Restoration work involving 23 gravestones in the historic Old Jewish Cemetery in Prague was carried out this year by the Prague Jewish Museum, as part of its ongoing work in the cemetery.
The museum announced in a Facebook post that in addition to restoration work on the stones themselves, 20 gravestones were relocated from a corner of the cemetery where they had been incorrectly placed in the past.
A special crane was used to relocate nine of these to their original location in the cemetery; their original positions were determined by using historical sources, the museum said.
In addition, 11 gravestones were removed and taken across town to their original places in the old Jewish cemetery in Žižkov. It is assumed that these had been moved during the destruction of most of the Žižkov cemetery in the communist era,
The Žižkov cemetery was founded as a plague cemetery in the 17th century and used until 1890.
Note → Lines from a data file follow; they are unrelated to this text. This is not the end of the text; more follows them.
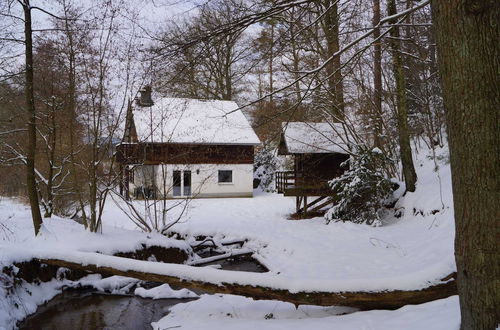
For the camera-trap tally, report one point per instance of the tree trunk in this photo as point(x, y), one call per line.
point(402, 104)
point(30, 106)
point(377, 79)
point(335, 83)
point(467, 34)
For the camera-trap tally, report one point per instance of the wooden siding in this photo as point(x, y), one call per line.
point(173, 153)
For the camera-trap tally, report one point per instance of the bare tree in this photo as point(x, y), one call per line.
point(468, 51)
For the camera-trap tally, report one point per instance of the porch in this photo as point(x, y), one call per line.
point(311, 194)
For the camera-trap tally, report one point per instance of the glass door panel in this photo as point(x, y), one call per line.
point(187, 183)
point(177, 183)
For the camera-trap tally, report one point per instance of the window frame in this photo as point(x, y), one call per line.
point(225, 182)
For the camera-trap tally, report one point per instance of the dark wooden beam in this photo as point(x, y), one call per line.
point(363, 300)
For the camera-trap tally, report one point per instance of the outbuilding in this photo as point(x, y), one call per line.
point(318, 150)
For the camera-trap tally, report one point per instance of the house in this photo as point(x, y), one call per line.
point(318, 150)
point(178, 148)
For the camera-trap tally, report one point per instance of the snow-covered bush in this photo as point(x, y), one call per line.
point(266, 164)
point(362, 190)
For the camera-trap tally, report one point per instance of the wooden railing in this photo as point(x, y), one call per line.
point(284, 179)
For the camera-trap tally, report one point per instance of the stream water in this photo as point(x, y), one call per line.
point(85, 309)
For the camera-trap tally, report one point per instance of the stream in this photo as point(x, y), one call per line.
point(88, 309)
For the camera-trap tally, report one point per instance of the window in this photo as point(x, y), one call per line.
point(225, 176)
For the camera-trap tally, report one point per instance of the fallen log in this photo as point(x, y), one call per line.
point(228, 255)
point(220, 281)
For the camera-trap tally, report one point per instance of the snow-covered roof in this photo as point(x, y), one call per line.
point(307, 137)
point(181, 120)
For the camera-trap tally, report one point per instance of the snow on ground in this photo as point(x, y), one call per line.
point(234, 312)
point(409, 252)
point(406, 253)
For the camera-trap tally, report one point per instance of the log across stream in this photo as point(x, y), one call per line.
point(257, 286)
point(266, 286)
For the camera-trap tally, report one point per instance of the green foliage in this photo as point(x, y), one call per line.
point(362, 189)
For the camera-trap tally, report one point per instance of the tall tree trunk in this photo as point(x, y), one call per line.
point(335, 83)
point(467, 34)
point(30, 106)
point(402, 103)
point(377, 79)
point(271, 57)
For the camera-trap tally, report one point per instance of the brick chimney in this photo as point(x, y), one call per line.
point(144, 100)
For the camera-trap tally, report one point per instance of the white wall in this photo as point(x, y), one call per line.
point(204, 179)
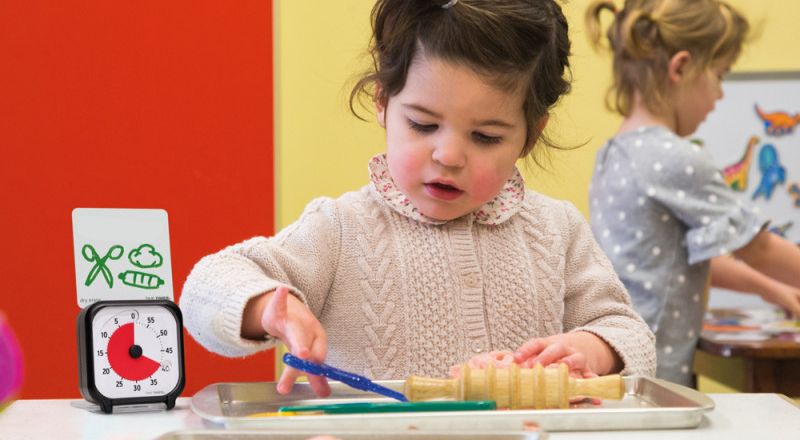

It was largely destroyed in early 1960s and then in the 1980s when the Czech TV tower was built there. A large part of the cemetery was dug up, tombstones were knocked down and broken and the rest of the cemetery was filled in and turned into a park. Only around one-fifth of the original cemetery still exists.
The Old Jewish cemetery was established in the early 15th century and functioned until 1787. Today it forms part of the Prague Jewish Museum. The restoration project was financed in cooperation with the Foundation for Holocaust Victims.